The Matching Pipeline

Step 1: SBOM Scanner

The sbomScanner iterates through all components in the SBOM graph. For each component that has a valid Package URL (PURL), it queries the vulnerability database:

SBOM Graph → Component Extraction → PURL Parsing → Vulnerability Lookup

Components without a PURL are skipped since they cannot be matched against the database.

Step 2: PURL Parsing and Normalization

DevGuard uses the Package URL (PURL) standard for component identification. When a PURL is parsed, DevGuard creates a match context that determines how to search the database:

The PURL is split into:

• Search PURL: The package identifier without version (used for database lookup)
• Normalized Version: The version string prepared for comparison
• Qualifiers: Additional metadata like architecture, distro, or epoch

Step 3: Database Query

DevGuard maintains an affected_components table that stores vulnerability data from multiple sources. Each affected component record contains:

• PURL without version: Package identifier for lookup
• Ecosystem: The package ecosystem (e.g., Debian:12, Alpine:v3.22)
• Type: Package type (e.g., golang, npm, deb, apk)
• Version ranges: semver_introduced, semver_fixed, version_introduced, version_fixed
• CVE associations: Links to CVE records with exploit and relationship data

The query is built dynamically based on the version interpretation type:

Semantic Version Matching

For semver packages, DevGuard uses range-based queries in the database:

WHERE purl = 'pkg:npm/lodash'
  AND (
    version = '4.17.10'
    OR (semver_introduced IS NULL AND semver_fixed > '4.17.10')
    OR (semver_introduced <= '4.17.10' AND semver_fixed IS NULL)
    OR (semver_introduced <= '4.17.10' AND semver_fixed > '4.17.10')
  )

This matches if:

• The exact version is listed as affected
• The version is below a fixed version (with no introduced version)
• The version is at or above the introduced version (with no fixed version)
• The version falls within the introduced-to-fixed range

Ecosystem-Specific Matching

For platform packages (Debian, Alpine, RPM), version comparison happens in Go code after the initial database query, using ecosystem-specific version parsers:

• Debian (deb): Uses epoch-aware comparison (e.g., 1:2.47.3-0+deb13u1)
• Alpine (apk): Supports Alpine-specific version suffixes (e.g., 1.2.3-r4)
• RPM: Handles RPM version-release format

Step 4: Qualifier and Ecosystem Filtering

When a distro qualifier is present in the PURL, DevGuard filters results to match the specific distribution:

pkg:deb/debian/git@2.47.3?distro=debian-13.2

This is matched against affected components with ecosystem = 'Debian:13'.

For Alpine:

pkg:apk/alpine/curl@8.14.1-r2?distro=3.22.2

This matches ecosystem = 'Alpine:v3.22'.

Step 5: Version Range Verification

For ecosystem-specific packages, after retrieving potential matches from the database, DevGuard performs precise version checking using the CheckVersion function:

match, err := CheckVersion(
    component.Version,           // exact version if any
    component.VersionIntroduced, // first affected version
    component.VersionFixed,      // first fixed version
    lookingForVersion,           // version from SBOM
    component.Type,              // "deb", "rpm", or "apk"
)

A component is considered affected if:

• It matches an exact affected version, OR
• Its version is >= introduced AND < fixed

Step 6: CVE Deduplication

Vulnerabilities may be reported under multiple CVE IDs (aliases). DevGuard automatically deduplicates these:

• If CVE-A aliases CVE-B (unidirectional), keep CVE-A
• If CVE-A and CVE-B alias each other (bidirectional), keep the lexicographically smaller one

This prevents the same vulnerability from being counted multiple times.

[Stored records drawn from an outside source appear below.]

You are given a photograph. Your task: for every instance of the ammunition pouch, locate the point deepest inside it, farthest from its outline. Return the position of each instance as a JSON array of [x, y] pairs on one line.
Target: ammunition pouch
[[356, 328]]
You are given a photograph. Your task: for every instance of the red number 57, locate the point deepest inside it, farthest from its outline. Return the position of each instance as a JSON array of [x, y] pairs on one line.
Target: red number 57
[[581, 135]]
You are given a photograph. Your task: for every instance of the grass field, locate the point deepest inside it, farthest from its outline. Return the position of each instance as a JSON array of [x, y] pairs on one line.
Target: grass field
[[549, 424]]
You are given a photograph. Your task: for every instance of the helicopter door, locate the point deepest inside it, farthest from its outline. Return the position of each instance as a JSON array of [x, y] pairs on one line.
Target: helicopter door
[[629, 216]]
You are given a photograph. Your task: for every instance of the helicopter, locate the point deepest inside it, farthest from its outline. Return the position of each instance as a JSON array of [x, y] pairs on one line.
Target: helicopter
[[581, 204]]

Step 7: Path-Based Vulnerability Creation

After matching a CVE to a component, DevGuard does not simply create one vulnerability per (CVE, package) pair. Instead, it creates one vulnerability instance per dependency path that leads to the affected component.

Consider lodash@4.17.10 appearing twice in your dependency tree:

my-app → express → lodash@4.17.10       (path 1)
my-app → test-utils → lodash@4.17.10    (path 2)

DevGuard creates two separate vulnerability instances for the same CVE—one for each path. This distinction is critical for three reasons:

1. Different risk profiles: Each path has a different depth, which affects the risk score. The express path may be production-critical while the test-utils path only runs in CI.
2. Independent triage: You can mark the test-only path as “not affected” while prioritizing a fix for the production path. A blanket (CVE, package) model would force you into a single decision for both.
3. Shareable VEX rules: When you dismiss a vulnerability, the dependency path records where in the chain the assessment applies. This makes it possible to share VEX assessments that other projects can reuse—and enables crowdsourced vulnerability assessment and automated reachability analysis tools to produce precise, generalizable results.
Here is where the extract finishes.